Café: Brasil ainda exporta mais matéria-prima do que produto com valor agregado apesar de ser maior produtor mundial
Apesar de ser o maior produtor e exportador de café do mundo, o Brasil ainda está engatinhando no processo de agregar valor ao grão antes de ser exportado. Alguns especialistas do mercado, inclusive, não acreditam que o país tenha forças para reverter esse quadro pelo menos no médio prazo. Em 2016, apenas 10% das mais de 34 milhões de sacas de 60 kg de café exportadas pelo país tiveram alguma forma de processamento antes de serem embarcadas.
A Alemanha tem produção zero de café, mas foi em 2016 a segunda maior compradora do grão brasileiro atrás dos Estados Unidos, e é uma tradicional "reexportadora" do produto processado, com valor agregado. O país europeu fabrica cerca de 40 mil toneladas (670 mil sacas) ao ano de café solúvel e chega a comprar mais produto já processado a granel de outros países e até mesmo do Brasil. A Alemanha exporta mais de 65 mil toneladas (1,08 milhão de sacas) do produto anualmente, isso sem contar o café torrado e moído.
O Ipea (Instituto de Pesquisa Econômica Aplicada), vinculado ao Ministério do Planejamento, Orçamento e Gestão, já fez pesquisas para tentar entender essa característica de exportação do Brasil com café e encontrar alternativas para melhorar a comercialização do grão no país. No entanto, soluções estão descartadas pelo menos no médio prazo.
"A capacidade para acessar mercados já ocupados por países desenvolvidos exige fôlego, muito investimento e inteligência. É uma coisa que leva bastante tempo e não é nada garantido. Os tradicionais países exportadores de produtos com valor agregado também se defenderão ao sentirem-se ameaçados. Eles já têm canais de distribuição e fornecedores bem estabelecidos", disse o técnico de planejamento e pesquisa do Ipea, Rogério Freitas.
Freitas pondera que o Brasil já exporta alguns produtos com processamento interno, com valor agregado. Dentre eles, açúcar refinado e suco de laranja. "O Brasil é um tradicional exportador, mas compete com países importantes e com potencias agrícolas em geral", reitera.
No complexo café, o solúvel tem se destacado na pauta de exportação nos últimos anos, mas ainda assim com volume muito baixo se comparado com o total exportado. Em 2016, o Brasil embarcou 34 milhões de sacas com receita de US$ 5,40 bilhões/FOB (30,15 milhões de café verde), de acordo com dados do Cecafé (Conselho dos Exportadores de Café do Brasil), e o produto industrializado representou cerca de 10% disso (3,83 milhões de sacas). Ainda assim, é o 12º produto com maior receita na pauta com R$ 615,99 milhões. Nesse montante total dos cafés verdes também entram os cafés especiais.

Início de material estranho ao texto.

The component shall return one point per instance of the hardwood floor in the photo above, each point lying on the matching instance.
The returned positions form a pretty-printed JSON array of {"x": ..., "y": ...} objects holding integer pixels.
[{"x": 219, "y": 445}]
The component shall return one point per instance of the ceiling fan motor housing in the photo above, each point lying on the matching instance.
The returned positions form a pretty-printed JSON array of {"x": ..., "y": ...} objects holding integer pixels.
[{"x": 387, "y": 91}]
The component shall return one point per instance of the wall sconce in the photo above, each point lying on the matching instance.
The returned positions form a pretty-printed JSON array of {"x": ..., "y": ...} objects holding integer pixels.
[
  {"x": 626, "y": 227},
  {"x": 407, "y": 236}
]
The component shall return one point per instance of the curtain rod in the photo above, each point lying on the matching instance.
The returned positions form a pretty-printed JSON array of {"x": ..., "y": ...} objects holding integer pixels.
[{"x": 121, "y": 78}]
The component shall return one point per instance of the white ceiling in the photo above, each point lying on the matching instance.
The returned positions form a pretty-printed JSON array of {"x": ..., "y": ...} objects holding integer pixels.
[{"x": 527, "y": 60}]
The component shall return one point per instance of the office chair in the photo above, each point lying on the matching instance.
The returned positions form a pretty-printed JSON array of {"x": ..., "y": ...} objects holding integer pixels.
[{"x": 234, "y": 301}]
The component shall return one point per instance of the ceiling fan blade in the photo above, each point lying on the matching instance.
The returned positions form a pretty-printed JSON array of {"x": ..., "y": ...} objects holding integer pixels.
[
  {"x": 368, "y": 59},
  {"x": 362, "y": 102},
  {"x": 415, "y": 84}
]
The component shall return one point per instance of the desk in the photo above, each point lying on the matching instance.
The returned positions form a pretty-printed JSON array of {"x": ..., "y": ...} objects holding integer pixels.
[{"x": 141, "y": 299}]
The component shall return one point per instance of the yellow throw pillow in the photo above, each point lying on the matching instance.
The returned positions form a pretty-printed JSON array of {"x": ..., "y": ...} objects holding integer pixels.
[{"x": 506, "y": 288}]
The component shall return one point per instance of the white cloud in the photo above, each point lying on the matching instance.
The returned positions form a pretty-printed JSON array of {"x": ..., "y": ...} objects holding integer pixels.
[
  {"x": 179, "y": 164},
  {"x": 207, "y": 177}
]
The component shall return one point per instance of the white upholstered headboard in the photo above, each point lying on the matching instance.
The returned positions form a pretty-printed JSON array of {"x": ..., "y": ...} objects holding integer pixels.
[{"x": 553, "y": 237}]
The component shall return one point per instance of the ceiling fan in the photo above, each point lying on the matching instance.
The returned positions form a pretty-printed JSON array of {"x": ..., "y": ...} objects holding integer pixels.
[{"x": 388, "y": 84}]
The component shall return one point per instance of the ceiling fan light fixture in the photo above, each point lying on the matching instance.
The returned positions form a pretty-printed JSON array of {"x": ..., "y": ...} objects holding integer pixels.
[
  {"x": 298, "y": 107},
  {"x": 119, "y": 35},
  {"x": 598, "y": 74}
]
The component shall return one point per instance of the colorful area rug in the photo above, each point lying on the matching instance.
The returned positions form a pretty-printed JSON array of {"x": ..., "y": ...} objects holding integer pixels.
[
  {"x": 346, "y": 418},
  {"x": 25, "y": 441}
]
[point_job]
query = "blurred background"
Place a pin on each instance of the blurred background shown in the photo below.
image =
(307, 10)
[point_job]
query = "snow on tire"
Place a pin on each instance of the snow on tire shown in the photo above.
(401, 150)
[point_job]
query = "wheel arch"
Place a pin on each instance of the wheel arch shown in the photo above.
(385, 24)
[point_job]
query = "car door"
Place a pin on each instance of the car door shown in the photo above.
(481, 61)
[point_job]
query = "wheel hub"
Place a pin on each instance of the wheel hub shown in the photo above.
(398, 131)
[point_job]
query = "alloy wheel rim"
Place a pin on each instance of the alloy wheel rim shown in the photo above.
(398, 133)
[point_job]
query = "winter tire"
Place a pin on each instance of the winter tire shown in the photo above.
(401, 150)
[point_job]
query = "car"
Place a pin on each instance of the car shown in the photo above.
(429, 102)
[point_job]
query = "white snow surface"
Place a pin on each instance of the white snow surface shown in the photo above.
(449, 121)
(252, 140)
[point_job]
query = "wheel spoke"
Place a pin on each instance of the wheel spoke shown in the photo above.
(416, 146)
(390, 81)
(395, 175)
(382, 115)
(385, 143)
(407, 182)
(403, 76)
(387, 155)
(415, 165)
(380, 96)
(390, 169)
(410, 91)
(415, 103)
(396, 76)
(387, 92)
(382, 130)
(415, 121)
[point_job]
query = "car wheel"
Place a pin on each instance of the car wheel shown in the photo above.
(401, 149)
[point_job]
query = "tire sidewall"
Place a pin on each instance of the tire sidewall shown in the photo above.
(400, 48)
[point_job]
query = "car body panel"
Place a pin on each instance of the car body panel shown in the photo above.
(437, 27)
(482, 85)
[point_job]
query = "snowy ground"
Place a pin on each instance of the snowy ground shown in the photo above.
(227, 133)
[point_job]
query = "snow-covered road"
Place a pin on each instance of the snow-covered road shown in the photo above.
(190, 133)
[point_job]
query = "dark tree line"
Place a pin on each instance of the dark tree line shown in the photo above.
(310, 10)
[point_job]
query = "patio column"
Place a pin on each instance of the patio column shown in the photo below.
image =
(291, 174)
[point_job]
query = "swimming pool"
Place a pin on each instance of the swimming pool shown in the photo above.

"No ano passado, o Brasil exportou volume recorde de café solúvel, quase 4 milhões de sacas, mesmo com problemas na safra. O país se especializou em comercializar o produto a granel para outras origens que o processam e revendem. Apenas cerca de 10% do café solúvel exportado pelo Brasil foi vendido com marca", explica o diretor de Relações Institucionais da ABICS (Associação Brasileira de café solúvel), Aguinaldo José de Lima.
O consumo de café solúvel no mundo cresce cerca de 3% ao ano, mais do que o de torrado. As principais indústrias de solúvel do Brasil tem capital estrangeiro.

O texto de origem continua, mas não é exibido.